# Reduced-Latency and Area-Efficient Architecture for FPGA-Based Stochastic LDPC Decoders

Ghania Zerari, Abderrezak Guessoum "LATSI" Laboratory, Department of Electronics, University of Blida, Blida, Algeria

Abstract—This paper introduces a new field programmable gate array (FPGA) based stochastic low-density parity-check (LDPC) decoding process, to implement fully parallel LDPCdecoders. The proposed technique is designed to optimize the FPGA logic utilisation and to decrease the decoding latency. In order to reduce the complexity, the variable node (VN) output saturated-counter is removed and each VN internal memory is mapped only in one slice distributed RAM. Furthermore, an efficient VN initialization, using the channel input probability, is performed to improve the decoder convergence, without requiring additional resources. The Xilinx FPGA implementation shows that the proposed decoding approach reaches high performance along with reduction of logic utilisation, even for short codes. As a result, for a (200, 100) regular codes, a 57% reduction of the average decoding cycles is attained with an important bit error rate improvement, at Eb/N0 = 5.5dB. Additionally, a significant hardware reduction is achieved.
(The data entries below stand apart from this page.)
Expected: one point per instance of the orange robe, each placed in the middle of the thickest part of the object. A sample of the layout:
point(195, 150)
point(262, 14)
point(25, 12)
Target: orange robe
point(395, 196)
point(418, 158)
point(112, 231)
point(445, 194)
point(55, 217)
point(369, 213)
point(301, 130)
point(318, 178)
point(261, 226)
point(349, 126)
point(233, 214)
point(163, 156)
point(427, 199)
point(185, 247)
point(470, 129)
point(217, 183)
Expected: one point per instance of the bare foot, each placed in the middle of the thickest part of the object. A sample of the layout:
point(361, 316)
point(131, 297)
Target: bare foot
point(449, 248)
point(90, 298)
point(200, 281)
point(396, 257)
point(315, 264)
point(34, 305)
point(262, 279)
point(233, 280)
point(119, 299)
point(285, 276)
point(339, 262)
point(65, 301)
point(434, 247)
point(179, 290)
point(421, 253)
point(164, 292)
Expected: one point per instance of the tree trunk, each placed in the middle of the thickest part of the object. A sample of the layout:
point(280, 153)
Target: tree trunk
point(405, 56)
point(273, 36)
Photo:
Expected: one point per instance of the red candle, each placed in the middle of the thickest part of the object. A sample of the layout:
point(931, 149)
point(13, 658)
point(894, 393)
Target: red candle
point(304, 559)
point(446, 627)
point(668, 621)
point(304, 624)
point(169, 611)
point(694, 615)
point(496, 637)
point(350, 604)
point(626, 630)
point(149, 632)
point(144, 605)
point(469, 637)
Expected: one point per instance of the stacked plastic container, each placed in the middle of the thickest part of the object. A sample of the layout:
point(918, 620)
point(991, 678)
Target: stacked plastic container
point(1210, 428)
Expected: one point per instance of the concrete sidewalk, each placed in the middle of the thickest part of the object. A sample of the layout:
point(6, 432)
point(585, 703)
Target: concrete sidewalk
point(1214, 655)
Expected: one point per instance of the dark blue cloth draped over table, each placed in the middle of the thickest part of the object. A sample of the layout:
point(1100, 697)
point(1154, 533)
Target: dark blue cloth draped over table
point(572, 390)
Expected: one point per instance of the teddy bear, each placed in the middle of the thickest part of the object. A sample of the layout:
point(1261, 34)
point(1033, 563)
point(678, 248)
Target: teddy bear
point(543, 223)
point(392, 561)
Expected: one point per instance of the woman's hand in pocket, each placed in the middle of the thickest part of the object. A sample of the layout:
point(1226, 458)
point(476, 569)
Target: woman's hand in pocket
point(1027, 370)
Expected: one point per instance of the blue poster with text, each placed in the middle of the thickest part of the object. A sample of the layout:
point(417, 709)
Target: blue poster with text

Keywords—Stochastic decoding; low-density parity-check (LDPC) decoder; field programmable gate array (FPGA)

# I. INTRODUCTION

The need for increasing the throughput of modern communication systems capacity, for optical and wireless networks, requires high performance error correcting code. In 1962, Gallager presented the first version of low-density parity-check (LDPC) codes [1], offering an excellent process for repairing transmission errors, added by the channel effects. The close Shannon capacity decoding performances, of the LDPC codes [2], justify their exploitation by various digital communication standards. WiMAX (IEEE 802.16e), DVB-S2, WiFi (IEEE 802.11) and 10GBASE-T (IEEE 802.3an) standards attest this great performance.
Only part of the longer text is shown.